Human relations in an impersonal world Diana M. Lozano Part. Human relations succumb today to new ways of interacting due to the mediation of new information technologies. But although these increasingly sophisticated tools contribute to depersonalization, it could be said that they are not just that: “tools” of a power that beyond them has been the true manager of this phenomenon for some time. The world of today is thought of in terms of cost – benefit, that is, that which does not bring a profit or is unprofitable, is not really valued insofar as it does not lead to the obtaining of a profit and therefore, it is discarded.
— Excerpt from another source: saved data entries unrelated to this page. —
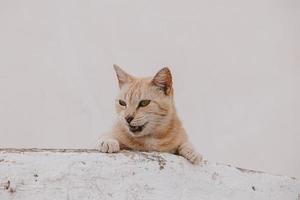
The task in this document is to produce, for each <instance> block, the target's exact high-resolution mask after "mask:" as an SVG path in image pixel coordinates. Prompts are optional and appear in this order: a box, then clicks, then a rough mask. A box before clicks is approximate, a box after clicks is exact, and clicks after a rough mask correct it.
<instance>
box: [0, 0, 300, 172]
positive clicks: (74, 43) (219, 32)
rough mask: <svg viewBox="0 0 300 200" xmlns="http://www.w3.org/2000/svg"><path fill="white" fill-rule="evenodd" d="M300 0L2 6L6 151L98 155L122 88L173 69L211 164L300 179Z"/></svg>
mask: <svg viewBox="0 0 300 200" xmlns="http://www.w3.org/2000/svg"><path fill="white" fill-rule="evenodd" d="M299 54H300V2H299V1H298V0H252V1H238V0H227V1H223V0H212V1H174V0H166V1H155V0H154V1H146V0H134V1H123V0H110V1H108V0H107V1H104V0H102V1H96V0H94V1H80V0H72V1H71V0H48V1H38V0H36V1H34V0H27V1H22V0H14V1H9V0H0V147H1V148H3V147H45V148H46V147H47V148H87V147H93V146H94V144H95V141H96V139H97V137H98V136H99V135H100V133H101V132H104V131H107V130H109V128H110V127H111V125H112V122H113V119H114V117H115V115H114V106H113V103H114V98H115V96H116V94H117V91H118V88H117V81H116V78H115V74H114V72H113V69H112V64H113V63H117V64H119V65H120V66H123V67H124V69H126V70H127V71H128V72H131V73H133V74H135V75H150V74H154V73H155V72H156V71H157V70H158V69H159V68H160V67H162V66H166V65H167V66H171V69H172V70H173V74H174V78H175V89H176V102H177V107H178V110H179V114H180V115H181V118H182V119H183V122H184V124H185V126H186V129H187V130H188V132H189V135H190V137H191V140H192V141H193V143H194V144H195V145H196V147H197V149H198V150H199V151H201V152H202V153H203V154H204V155H205V157H206V159H208V160H210V161H213V162H215V161H217V162H221V163H228V164H232V165H236V166H240V167H245V168H251V169H256V170H263V171H268V172H271V173H276V174H286V175H289V176H296V177H299V178H300V156H299V153H300V147H299V144H300V122H299V120H300V114H299V113H300V94H299V91H300V70H299V66H300V55H299Z"/></svg>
In fact, we have given concepts such as time a mercantilist value, as the old adage says: time is Money. It is not surprising that we act like this when the media and advertising are responsible for reminding us how to dress, look and live to be in accordance with the demands of today’s society. It is about getting more and more to sustain a device that stands on the satisfaction of consuming. All this is driven by the hegemonic power and prevailing ideology that promote individualism with the false idea of ​​the independence and freedom of people. In reality, when we are conditioned in the way we are, we cannot speak of true freedom, unless we make a conscious and judicious effort to analyze the forces that mobilize public opinion and the will of the “mass”.
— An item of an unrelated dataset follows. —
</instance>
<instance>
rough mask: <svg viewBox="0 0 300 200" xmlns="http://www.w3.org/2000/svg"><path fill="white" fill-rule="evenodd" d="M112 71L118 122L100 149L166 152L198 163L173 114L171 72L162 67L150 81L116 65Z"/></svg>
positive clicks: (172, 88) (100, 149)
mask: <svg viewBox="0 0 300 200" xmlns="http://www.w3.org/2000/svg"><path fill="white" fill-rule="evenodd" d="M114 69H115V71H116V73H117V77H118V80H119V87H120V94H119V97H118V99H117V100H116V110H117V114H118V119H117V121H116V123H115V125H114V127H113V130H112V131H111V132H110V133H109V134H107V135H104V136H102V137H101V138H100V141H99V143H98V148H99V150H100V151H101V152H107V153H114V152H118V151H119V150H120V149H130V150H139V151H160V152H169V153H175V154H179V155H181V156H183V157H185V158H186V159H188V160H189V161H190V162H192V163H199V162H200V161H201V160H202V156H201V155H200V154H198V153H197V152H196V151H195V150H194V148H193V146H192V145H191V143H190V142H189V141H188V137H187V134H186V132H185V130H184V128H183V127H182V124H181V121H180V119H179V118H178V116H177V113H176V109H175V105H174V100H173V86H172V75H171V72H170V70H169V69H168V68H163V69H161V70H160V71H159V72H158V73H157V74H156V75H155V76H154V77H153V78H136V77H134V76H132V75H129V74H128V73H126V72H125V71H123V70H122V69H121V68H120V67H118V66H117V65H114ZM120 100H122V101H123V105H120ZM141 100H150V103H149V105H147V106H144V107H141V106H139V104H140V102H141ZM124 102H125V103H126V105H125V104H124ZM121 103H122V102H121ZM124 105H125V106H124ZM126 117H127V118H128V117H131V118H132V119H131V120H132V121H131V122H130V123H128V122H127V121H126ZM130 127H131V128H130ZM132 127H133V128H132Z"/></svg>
The Argentine philosopher José P. Feynman calls this phenomenon “the spectacle of the paved”, (1) according to which we live through what we see in the media; We suffer with the stars of the novels of the moment; We do it in them, we disappoint ourselves and we have fun thanks to them and at the same time we let those who handle those means decide for us.

We have no “life of our own” because there is simply no time. The apparatus of production and the demands of the consumer world do not allow us. Our relationships are inevitably mediated by this individualistic and mercantile conception and that is why, to the extent that an individual can benefit from the relationships he engages in, he will either discard them or simply keep them in distant contact. A plausible example of this is social networks in which people are in contact superficially and their relationship with most of their “friends” is limited to cold and sporadic messages. However, we are facing a great contradiction, which can be noticed when palliatives like Face book, among others, are created and have the undeniable success they have had. The human being has the intrinsic need to relate, to belong, as Eduardo Punster affirms in his Journey to Optimism: “Humans need to belong somewhere, to a social group, to a herd, they do not care; The important thing is to belong. ” But this has been ignored: “For many years, not only have we not dealt with solitude, but we also exalt it” and reminds us: “We knew almost nothing of the brain, we had no idea that it could not be learned without Brain of others. “(Punster, 2011, p.151).

It is then interesting to think of the kind of relationships in which personal contact is virtually excluded and, as the researcher of computer science and electronics at the University of Southampton, Kieran O ‘Hare: “Communication is done with technological representations of ourselves.” The question in the face of such a statement is: yes, when communicating, we are virtually “technological representations”, can we say that we really relate when we appeal to such means to do so? And if we add to this the fact that most of us understand relationships in terms of the benefit they can bring us, as Erich Fromm points out: “Modern man has become an article; It experiences its vital energy as an investment in which it must obtain the maximum benefit, taking into account its position and the situation in the personality market. “(Fromm, The Art of Loving, p. We could then say that although relations will continue to exist, their nature and the essence of them will have changed markedly, starting from the fact that they are not based on the idea that they are an end in themselves, but a means at the service of the system prevailing. Changing the perception that we have formed of human relationships seems a challenge that is beyond our reach. We are too self-absorbed and, following William Opine.”